In der britischen Regierung liegen die Nerven blank
Egal wie das Ergebnis des Referendum über die Unabhängigkeit Schottlands lautet, Großbritannien wird nicht mehr derselbe Staat sein
Andrew Gimson ist ein überzeugtes Mitglied der britischen Konservativen Partei. Er ist Redakteur der in konservativen Kreisen einflussreichen Website Conservative Home. Derzeit ist er ein besorgter Mann, wie er in einem Blogeintrag. Auslöser der Besorgnis ist ein politischer Spaziergang in Glasgow, den er vor einigen Tagen unternahm. Gimson wollte die Stimmungslage in Schottland in den letzten Tagen vor dem Unabhängigkeitsreferendum erfahren. Sein Ergebnis: "Die 'Ja'-Kampagne wird mehr durch sozialistische als nationalistische Ideen motiviert."

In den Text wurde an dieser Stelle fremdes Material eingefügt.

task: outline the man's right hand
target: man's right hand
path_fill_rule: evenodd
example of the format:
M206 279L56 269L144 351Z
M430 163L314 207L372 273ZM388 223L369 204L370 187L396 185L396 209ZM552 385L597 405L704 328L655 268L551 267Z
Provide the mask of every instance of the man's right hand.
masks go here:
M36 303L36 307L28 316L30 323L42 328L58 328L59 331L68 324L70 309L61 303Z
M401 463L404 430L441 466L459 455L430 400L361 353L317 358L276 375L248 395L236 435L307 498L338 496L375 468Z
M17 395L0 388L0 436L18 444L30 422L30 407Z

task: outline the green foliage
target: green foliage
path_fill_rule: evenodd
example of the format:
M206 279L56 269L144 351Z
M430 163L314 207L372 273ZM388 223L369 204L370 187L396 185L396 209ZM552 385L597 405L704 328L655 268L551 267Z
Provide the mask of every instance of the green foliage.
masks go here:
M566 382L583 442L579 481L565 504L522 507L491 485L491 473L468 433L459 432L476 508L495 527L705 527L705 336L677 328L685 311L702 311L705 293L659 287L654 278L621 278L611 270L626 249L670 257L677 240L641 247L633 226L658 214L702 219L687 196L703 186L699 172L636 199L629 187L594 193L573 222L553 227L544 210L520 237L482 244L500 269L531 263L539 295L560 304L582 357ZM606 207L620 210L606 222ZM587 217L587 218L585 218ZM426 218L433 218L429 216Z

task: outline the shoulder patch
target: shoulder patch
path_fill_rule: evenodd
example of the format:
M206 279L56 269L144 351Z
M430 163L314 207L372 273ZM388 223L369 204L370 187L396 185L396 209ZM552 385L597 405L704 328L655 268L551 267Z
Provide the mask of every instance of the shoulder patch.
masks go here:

Er beschreibt ein Zusammentreffen mit einem 47-jährigen arbeitslosen Gewerkschafter. Der ist 1997 aus der Labour Partei ausgetreten, als diese Studiengebühren einführte. Er wird für die Unabhängigkeit stimmen. Laut Gimson rechnet der Gewerkschafter mit den größten Erfolgen für das Unabhängigkeitslager in den ärmsten Gegenden Schottlands. "Das 'Ja'-Lager ist weit links von der Labour Partei und sammelt Stimmen von traditionellen Labour Wählern. Viele Menschen aus der schottischen Arbeiterklasse haben gemerkt, dass es keinen Weg zu sozialer Gerechtigkeit über Westminster gibt."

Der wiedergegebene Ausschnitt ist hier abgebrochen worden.